Nell’agosto 2019 la Business Roundtable, l’ associazione della Corporate America con oltre 180 imprese, ha aggiornato la propria “dichiarazione di principi” mettendo in primo piano le responsabilità nei confronti di lavoratori, fornitori, ambiente e comunità. L’ultima volta che aveva modificato i propri orientamenti etici lo aveva fatto, nel 1997, a favore della centralità degli azionisti nelle decisioni aziendali, esito di sforzi ispirati da Milton Friedman già a partire dagli Anni Settanta del ‘900.
Nella aggiornata dichiarazione della Business Roundtable viene espressa la convinzione che “Il business svolge un ruolo vitale nell’economia creando occupazione, stimolando innovazione e offrendo beni e servizi essenziali”. Nel contempo però le aziende affermano che “se ciascuna delle nostre imprese individualmente serve propri scopi corporate, condividiamo un impegno di fondo nei confronti di tutti gli stakeholder. Ci impegniamo a fornire valore a tutti loro, per il futuro successo delle nostre aziende, delle nostre comunità e del nostro Paese”.
Questi orientamenti di fondo sono confermati da una serie di scelte compiute, a partire dal 2015, dalla finanza internazionale e dai grandi gruppi capitalisti che hanno portato allo sviluppo di fondi di investimento eticamente orientati, gestiti secondo criteri di sostenibilità ambientale, sociale e di conduzione d’impresa.

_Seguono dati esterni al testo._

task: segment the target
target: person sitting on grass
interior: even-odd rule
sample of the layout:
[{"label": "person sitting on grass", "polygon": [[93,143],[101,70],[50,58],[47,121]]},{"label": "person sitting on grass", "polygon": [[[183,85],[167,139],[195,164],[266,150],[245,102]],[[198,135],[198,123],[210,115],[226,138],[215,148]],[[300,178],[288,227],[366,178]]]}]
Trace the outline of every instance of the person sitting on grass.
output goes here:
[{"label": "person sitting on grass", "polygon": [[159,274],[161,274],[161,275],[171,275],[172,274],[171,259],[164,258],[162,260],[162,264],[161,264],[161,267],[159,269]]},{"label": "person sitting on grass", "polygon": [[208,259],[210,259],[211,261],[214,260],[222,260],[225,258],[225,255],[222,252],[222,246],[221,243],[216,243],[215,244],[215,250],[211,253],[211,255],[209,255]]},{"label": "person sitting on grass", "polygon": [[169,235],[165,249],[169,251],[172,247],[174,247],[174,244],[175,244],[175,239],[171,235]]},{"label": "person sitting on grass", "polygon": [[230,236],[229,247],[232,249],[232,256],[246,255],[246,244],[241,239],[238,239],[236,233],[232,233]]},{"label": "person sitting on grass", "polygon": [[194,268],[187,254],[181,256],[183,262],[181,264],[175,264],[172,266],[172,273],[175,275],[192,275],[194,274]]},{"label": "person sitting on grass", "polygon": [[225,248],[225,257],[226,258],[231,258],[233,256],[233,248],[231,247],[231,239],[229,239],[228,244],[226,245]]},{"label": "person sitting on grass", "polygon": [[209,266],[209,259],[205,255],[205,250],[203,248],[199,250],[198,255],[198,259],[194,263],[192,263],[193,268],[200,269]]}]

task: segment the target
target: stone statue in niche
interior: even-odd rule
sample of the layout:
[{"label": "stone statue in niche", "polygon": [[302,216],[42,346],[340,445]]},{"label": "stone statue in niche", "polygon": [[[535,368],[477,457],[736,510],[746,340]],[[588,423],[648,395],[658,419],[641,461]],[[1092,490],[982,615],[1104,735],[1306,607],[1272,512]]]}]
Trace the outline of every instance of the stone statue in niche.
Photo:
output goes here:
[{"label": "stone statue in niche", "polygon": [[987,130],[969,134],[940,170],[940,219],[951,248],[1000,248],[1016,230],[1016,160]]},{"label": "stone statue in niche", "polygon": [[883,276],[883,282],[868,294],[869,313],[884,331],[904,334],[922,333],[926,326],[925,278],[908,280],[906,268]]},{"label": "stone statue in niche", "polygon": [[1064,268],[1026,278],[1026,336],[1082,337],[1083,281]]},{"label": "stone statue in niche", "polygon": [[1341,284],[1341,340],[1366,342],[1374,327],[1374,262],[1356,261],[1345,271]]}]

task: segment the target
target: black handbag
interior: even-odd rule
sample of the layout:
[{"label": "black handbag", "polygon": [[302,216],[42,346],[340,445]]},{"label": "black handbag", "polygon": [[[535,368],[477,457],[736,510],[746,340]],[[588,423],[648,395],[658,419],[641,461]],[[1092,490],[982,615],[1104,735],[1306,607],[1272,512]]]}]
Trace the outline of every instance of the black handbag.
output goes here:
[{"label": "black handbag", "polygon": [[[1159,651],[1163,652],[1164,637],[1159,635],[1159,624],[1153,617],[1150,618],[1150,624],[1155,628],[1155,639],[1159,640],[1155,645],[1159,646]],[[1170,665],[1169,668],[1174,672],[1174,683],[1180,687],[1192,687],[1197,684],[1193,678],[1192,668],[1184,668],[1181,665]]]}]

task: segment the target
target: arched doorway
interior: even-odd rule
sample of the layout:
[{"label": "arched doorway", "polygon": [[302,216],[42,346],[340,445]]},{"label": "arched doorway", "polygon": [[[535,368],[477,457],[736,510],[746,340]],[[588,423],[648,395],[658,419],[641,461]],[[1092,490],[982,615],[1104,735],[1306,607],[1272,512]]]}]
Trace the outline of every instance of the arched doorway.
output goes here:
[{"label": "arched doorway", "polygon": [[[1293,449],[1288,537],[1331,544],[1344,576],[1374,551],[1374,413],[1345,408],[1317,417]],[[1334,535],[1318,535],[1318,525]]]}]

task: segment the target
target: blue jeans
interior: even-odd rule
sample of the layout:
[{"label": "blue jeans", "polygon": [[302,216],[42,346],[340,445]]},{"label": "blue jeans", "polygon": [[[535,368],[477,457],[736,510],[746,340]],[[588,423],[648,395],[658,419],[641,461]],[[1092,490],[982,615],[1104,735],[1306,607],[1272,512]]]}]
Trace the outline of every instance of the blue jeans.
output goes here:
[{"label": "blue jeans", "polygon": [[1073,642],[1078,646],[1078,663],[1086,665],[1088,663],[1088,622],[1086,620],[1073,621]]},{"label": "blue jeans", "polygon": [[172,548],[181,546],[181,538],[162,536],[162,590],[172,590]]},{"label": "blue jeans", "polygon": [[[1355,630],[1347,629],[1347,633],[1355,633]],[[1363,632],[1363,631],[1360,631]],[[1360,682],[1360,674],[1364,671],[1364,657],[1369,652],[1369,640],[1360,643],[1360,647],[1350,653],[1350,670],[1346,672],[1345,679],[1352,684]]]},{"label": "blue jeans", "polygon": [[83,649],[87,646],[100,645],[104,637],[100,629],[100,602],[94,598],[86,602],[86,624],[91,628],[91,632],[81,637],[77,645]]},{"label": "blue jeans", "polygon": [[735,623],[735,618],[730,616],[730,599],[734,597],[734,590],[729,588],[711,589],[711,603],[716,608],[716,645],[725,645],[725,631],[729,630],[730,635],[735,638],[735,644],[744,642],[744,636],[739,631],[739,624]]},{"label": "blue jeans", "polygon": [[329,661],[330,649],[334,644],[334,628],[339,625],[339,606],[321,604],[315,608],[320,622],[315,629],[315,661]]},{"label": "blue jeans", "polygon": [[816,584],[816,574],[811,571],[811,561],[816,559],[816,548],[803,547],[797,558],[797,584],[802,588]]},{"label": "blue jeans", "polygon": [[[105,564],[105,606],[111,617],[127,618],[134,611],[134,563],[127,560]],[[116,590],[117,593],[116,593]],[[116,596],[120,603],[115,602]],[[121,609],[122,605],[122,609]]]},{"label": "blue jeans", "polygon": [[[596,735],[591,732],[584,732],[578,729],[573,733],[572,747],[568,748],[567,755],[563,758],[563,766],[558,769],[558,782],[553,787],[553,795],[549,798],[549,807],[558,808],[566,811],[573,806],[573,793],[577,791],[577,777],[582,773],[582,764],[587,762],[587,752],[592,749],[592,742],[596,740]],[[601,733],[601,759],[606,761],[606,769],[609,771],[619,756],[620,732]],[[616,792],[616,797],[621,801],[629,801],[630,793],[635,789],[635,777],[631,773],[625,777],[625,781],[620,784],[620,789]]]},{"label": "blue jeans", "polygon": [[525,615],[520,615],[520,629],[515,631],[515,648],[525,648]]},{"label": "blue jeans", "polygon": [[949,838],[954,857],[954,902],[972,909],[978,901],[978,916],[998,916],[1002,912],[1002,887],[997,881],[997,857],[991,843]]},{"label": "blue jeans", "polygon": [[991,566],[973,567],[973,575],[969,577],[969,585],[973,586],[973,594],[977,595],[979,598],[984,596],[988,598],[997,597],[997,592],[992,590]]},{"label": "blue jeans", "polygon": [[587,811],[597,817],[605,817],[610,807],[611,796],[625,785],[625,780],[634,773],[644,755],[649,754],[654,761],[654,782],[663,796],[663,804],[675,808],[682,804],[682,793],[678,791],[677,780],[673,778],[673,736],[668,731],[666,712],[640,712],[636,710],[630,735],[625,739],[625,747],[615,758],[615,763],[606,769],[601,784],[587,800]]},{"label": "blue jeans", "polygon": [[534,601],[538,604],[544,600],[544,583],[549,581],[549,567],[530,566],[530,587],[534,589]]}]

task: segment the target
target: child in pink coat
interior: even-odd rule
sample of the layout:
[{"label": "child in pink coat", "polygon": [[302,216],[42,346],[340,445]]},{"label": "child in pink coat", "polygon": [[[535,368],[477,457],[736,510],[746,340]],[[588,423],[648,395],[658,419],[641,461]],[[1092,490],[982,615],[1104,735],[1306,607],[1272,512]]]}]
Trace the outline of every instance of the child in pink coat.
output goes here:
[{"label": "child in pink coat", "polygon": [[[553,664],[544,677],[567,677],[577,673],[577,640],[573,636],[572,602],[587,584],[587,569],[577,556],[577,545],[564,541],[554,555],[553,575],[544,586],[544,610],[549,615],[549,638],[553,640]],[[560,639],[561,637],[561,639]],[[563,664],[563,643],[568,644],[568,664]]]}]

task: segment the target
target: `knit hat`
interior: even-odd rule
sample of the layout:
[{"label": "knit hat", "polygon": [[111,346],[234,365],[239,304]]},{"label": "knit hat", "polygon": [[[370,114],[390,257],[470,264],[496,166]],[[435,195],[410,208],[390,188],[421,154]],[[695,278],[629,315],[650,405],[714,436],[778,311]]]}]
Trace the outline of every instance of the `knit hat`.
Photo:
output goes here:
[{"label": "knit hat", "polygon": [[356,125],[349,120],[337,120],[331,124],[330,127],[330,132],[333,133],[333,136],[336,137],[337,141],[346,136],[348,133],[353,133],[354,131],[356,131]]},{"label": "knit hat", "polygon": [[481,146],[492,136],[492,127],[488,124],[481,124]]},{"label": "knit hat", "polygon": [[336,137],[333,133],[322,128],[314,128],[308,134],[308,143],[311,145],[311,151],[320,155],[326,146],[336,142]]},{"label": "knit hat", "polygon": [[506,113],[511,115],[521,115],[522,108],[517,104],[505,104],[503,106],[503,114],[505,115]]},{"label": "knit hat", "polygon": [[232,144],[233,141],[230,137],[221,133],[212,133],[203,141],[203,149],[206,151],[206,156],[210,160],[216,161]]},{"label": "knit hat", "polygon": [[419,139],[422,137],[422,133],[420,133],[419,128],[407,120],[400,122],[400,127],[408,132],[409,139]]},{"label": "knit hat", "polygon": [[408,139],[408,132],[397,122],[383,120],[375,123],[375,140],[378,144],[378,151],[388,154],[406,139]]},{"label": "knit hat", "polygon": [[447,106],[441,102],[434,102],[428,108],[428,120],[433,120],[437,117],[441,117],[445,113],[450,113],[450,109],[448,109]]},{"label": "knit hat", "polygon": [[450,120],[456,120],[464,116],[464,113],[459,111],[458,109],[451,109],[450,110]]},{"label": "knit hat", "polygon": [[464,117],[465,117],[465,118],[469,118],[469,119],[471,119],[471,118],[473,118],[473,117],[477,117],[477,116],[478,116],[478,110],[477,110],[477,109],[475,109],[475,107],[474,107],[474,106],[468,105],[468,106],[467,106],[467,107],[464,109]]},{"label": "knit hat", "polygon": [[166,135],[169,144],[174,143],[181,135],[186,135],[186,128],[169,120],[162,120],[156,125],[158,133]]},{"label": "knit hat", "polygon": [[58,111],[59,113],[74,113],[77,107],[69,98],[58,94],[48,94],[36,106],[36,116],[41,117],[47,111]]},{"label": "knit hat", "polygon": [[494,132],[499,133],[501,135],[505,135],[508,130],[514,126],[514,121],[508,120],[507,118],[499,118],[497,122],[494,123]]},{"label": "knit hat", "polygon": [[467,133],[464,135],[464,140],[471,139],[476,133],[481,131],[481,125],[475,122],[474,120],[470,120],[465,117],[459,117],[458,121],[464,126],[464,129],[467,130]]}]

Le nuove spinte al cambiamento hanno a che fare con il ruolo dei consumatori e con quello dei lavoratori. Visto che i millennials e i GenX non sono solo investitori ma soprattutto consumatori, le scelte di consumo iniziano ad essere sempre più frequentemente orientate da nuovi valori, con crescenti quote di consumatori interessati a valutare non solo la qualità e l’impatto dei prodotti, ma anche quella dei processi produttivi.
Secondo uno studio di Daniel Hedblom, Brent Hickman e John List, pubblicato dal “National Bureau of Economic Research” (Toward an Understanding of Corporate Social Responsibility: Theory and Field Experimental Evidence, NBER Working Paper No. 26222, September 2019) essere responsabili conviene all’impresa, non solo perché in questo modo verrà premiata da consumatori sensibili, ma anche perché riuscirà ad attirare lavoratori più motivati e produttivi, che ne condivideranno le scelte non-profit.
Rispetto a queste forme di capitalismo etico non va sottovalutato un problema d’immagine e di sostanza con cui il capitalismo internazionale ha fatto i conti, a partire dagli eccessi dell’alta finanza che hanno scatenato e aggravato la grande crisi del 2008, mentre pesano le critiche ai colossi della “gig economy” a causa delle condizioni salariali e di lavoro inadeguate dei dipendenti, che hanno portato ad aumentare la differenza tra le paghe dei top executive e quelle della massa dei lavoratori, facendo crescere le diseguaglianze di ricchezza e reddito all’interno dei diversi Paesi.
La vera etica non può essere allora una questione d’immagine o ridursi a qualche dichiarazione di principio sull’uguaglianza (tra i sessi), sul rispetto delle minoranze, sulle scelte non-profit. Ci vuole ben altro,a cominciare da un reale bilanciamento nelle scelte aziendali, da una concreta distribuzione degli utili, da un rispetto della figura del lavoratore. Meno formalismi allora e più attenzione ai problemi del mondo del lavoro, nel segno di una socialità autentica, in grado di riequilibrare le trasformazioni tecnologiche, riportandole alla loro dimensione funzionale, in una visione più ampia però del ruolo dell’impresa e della centralità del Lavoro.